Video Transcript
The diagram shows six baryons and
their quark content. Which of the diagrams do not
correctly represent possible quark combinations? How the quarks are colored in the
diagrams does not represent their electric charges.
Among these six baryons, we see
quarks and antiquarks, and all of them are colored either red or blue or green. We’re told that these colors do not
represent electric charges, but they do represent another kind of charge called
color charge. Red is one type of color charge,
green is another, and blue is a third. In this question overall, we’re on
the lookout for any diagrams that do not correctly represent possible quark
combinations. Since this diagram is meant to
represent six baryons, let’s recall the conditions for quarks coming together to
form one of these particles.
The first condition that a baryon
must satisfy is that every baryon is made of exactly three quarks. And second, the total color charge
of a baryon must be what’s called white. This means that the color charges
of the three quarks that combine to form the baryon must add together to form
white. If we think about red, green, and
blue as primary colors, then we know that if we add them together in equal amounts,
the color we’ll end up with is white. For the total color charge of a
baryon to be white then, that means it must be made up of equal parts, red, green,
and blue color charge. And therefore, each baryon must
have one red, one blue, and one green color charge quark. It doesn’t matter which quarks have
which particular color charge, but only that they balance out this way.
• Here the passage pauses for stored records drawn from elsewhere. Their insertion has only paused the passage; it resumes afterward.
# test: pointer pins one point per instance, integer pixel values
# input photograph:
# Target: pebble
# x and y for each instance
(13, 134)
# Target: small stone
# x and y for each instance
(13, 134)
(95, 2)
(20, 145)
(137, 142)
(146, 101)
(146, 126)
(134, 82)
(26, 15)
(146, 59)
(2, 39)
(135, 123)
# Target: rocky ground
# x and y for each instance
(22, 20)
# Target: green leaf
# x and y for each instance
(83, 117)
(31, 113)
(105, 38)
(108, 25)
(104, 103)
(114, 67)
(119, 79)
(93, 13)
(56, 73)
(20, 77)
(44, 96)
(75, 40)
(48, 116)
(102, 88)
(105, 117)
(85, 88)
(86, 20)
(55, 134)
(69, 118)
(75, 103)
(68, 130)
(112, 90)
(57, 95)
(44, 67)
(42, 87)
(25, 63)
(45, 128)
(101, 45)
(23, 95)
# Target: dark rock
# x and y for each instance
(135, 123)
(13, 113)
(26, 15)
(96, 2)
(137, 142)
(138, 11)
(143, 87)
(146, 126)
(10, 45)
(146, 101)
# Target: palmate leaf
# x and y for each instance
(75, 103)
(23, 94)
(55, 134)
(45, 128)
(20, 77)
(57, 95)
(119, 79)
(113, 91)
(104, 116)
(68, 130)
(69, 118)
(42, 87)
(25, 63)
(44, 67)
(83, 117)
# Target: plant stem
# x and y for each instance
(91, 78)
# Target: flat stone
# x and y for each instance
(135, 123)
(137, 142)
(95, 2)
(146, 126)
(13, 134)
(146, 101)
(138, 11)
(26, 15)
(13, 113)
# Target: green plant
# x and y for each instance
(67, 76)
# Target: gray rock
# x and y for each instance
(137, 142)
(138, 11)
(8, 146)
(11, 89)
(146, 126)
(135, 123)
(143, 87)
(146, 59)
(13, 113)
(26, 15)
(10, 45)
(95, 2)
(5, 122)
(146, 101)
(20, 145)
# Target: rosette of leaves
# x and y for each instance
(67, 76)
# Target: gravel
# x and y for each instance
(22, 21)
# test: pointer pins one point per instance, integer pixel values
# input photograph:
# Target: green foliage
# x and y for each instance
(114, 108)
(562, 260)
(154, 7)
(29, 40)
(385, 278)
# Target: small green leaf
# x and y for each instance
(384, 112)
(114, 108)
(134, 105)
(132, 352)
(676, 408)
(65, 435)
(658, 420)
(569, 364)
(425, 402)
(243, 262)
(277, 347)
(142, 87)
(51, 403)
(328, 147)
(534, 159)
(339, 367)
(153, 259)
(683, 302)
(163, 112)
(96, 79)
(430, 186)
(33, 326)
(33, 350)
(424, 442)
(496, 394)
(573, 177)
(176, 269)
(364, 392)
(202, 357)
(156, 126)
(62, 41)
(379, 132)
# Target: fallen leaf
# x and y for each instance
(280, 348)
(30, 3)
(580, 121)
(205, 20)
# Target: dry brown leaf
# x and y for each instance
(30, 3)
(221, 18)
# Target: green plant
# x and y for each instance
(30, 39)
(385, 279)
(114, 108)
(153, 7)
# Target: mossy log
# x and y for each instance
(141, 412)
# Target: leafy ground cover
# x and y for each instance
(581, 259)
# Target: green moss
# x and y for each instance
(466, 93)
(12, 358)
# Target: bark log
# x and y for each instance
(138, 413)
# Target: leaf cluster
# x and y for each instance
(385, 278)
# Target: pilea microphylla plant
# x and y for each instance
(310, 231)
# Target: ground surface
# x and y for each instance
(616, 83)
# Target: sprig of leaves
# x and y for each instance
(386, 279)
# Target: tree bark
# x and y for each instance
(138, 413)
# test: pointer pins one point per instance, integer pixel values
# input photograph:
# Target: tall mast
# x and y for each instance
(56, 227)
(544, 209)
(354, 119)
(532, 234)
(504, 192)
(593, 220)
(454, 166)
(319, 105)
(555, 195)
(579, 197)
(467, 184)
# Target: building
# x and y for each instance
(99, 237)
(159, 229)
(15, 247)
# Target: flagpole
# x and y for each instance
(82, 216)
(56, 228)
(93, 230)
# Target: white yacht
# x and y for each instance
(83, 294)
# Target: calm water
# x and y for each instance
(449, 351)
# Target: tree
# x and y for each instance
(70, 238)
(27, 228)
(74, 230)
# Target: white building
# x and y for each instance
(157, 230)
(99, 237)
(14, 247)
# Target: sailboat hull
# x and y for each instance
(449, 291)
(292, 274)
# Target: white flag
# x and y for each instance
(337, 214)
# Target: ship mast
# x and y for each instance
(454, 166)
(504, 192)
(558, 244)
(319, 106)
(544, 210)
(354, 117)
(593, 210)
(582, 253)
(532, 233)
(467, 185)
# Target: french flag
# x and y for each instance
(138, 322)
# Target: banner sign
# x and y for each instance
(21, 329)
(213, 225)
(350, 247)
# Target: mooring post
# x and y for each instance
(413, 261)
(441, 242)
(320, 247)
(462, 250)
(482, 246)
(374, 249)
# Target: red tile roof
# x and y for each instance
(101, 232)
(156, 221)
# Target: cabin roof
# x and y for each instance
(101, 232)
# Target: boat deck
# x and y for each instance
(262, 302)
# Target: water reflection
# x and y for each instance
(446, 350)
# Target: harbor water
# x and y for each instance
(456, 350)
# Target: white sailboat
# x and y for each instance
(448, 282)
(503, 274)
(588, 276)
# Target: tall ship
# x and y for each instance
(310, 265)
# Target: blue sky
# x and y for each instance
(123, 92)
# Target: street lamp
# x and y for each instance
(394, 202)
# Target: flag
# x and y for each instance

Considering these two conditions a
baryon must satisfy, let’s look again at our six options. We see that choices (ii) and (vi)
are both made up of antiquarks rather than quarks. This means that these particles are
not technically baryons but instead would be called antibaryons. Since we want to identify which of
these diagrams do not correctly represent possible quark combinations, we’ll put
options (ii) and (vi) in boxes. And now, let’s look at the second
condition a baryon must satisfy, that its total color charge must be white. We can see that options (i), (iii),
and (iv) all satisfy this condition in that one of the quarks has a red color
charge, one has a blue color charge, and one has a green. But option (v) does not; all of the
quarks here have the same red color charge. This means the total color charge
of this particle cannot be white, so it does not represent a possible quark
combination. The remaining three baryons do show
possible combinations.